The United States Food and Drug Administration (FDA) has lifted the partial clinical hold on the Phase I study of XMT-1522, a Dolaflexin® Antibody-drug Conjugate (ADC) targeting HER2-expressing tumors being developed by Mersana Therapeutics.
XMT-1522 contains a proprietary HER2 antibody which is conjugated with Mersana’s Dolaflexin platform – a Fleximer polymer linked with a novel, proprietary, auristatin payload. The investigational agent provides a drug load of approximately 12 molecules per antibody, specifically designed to improve potency while simultaneously increasing tolerability.
Lower levels of HER2-expression
XMT-1522 has the potential to extend HER2-targeted therapy beyond the current HER2-positive populations into patients with lower levels of HER2 expression. The Phase I protocol will evaluate XMT-1522 in patients with advanced HER2-positive breast and gastric cancer, as well as advanced breast cancer with low HER2 expression and non-small cell lung cancer (NSCLC). More information on the ongoing Phase 1 clinical trial can be found at clinicaltrials.gov.
Changes to the protocol
Mersana and the FDA reached alignment on changes to the protocol. These changes include increased monitoring as well as the exclusion of patients with advanced hepatic impairment. Although XMT-1536, another investigational agent being developed by Mersana, was not subject to a clinical hold, the company decided to implement similar modifications to the XMT-1536 protocol.

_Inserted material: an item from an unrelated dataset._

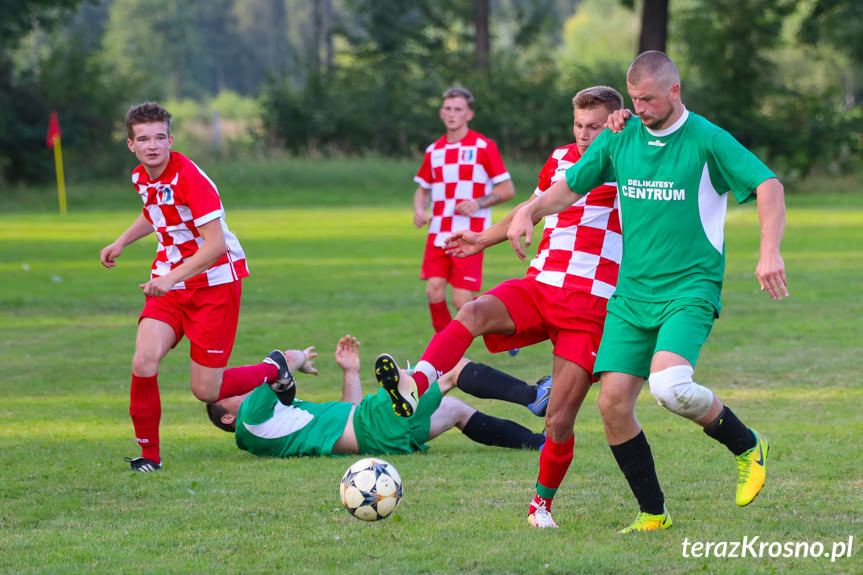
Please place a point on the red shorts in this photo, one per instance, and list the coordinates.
(572, 320)
(208, 316)
(462, 273)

XMT-1536 is Mersana’s highly potent immunoconjugate targeting the sodium-dependent phosphate transport protein (NaPi2b) comprised of an average of 10-15 DolaLock™ payload molecules conjugated to XMT-1535, a proprietary humanized anti-NaPi2b antibody, via the Dolaflexin ADC platform.
In addition to the changes in the protocol, alternative dosing regimens will be evaluated for both clinical trials.

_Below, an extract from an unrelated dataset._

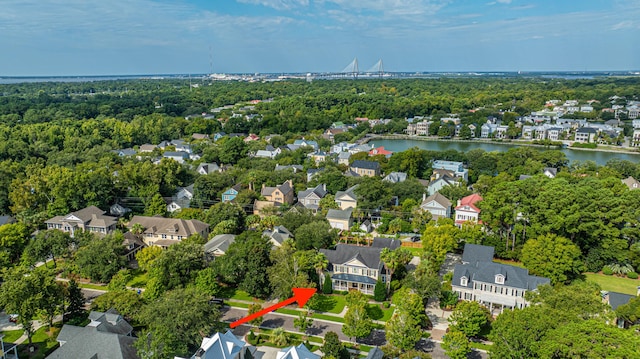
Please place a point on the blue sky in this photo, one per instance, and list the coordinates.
(102, 37)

The XMT-1522 trial will begin with a once-every-four-week dose regimen. This dosing regimen has already been implemented in the XMT-1536 trial at previously explored dose levels in order to enable a comparison of relevant doses and their impact on the safety, efficacy and PK profile of the drug candidate. The company may evaluate additional regimens as well. Data on XMT-1536 is expected in the first half of 2019.
“We are excited to resume enrollment on the XMT-1522 trial and to work with investigators to explore the full potential of both promising drug candidates in the solid tumor setting,” said Anna Protopapas, Chief Executive Officer of Mersana.